We started a video series with quick, short snippets of information on Explainability and Explainable AI. The second in this series is on Integrated Gradients – more about this method and its applications. Learn more in the ~10min video below. The first in the series is one on Shapley values – watch that here.
What are Integrated Gradients?
In this video, we discuss another attribution method called Integrated Gradients that can be used to explain predictions made by deep neural networks (or any differentiable model for that matter). It can be implemented in a few lines of code, and is much faster than Shapley values. The method serves as a popular tool for explaining image classification models in healthcare.
In the video we discuss a few things:
- A simpler attribution method based on examining gradients at the input. This is one of the first attribution methods proposed for differentiable models, and dates back to at least 2010.
- How this applies to deep neural networks, and why we often find bizarre looking attributions. For instance, for an image model, we find that pixels that seem irrelevant get highlighted. Now why does that happen?
- How more relevant attributions can be obtained by examining gradients across multiple counterfactual inputs that interpolate between the input at hand and a certain baseline. This motivates the design of Integrated Gradients.
- What are baselines? – the baseline is meant to be an information-less input, essentially an all zero input. For an image it could be the all-black image
- The justification behind the Integrated Gradients method.
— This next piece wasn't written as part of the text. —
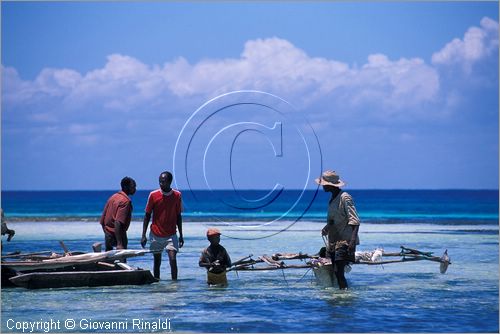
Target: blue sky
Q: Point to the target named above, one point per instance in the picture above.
(399, 95)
We conclude with an important caveat: unlike Shapley values, which place no restriction on the model function and only require blackbox access, vanilla Integrated Gradients requires differentiability and access to gradients. Consequently, the method cannot directly be applied to non-differentiable tree ensemble models (e.g., random forests, boosted trees). Interested readers can check out recent work on generalizing Integrated Gradients to non-differentiable models.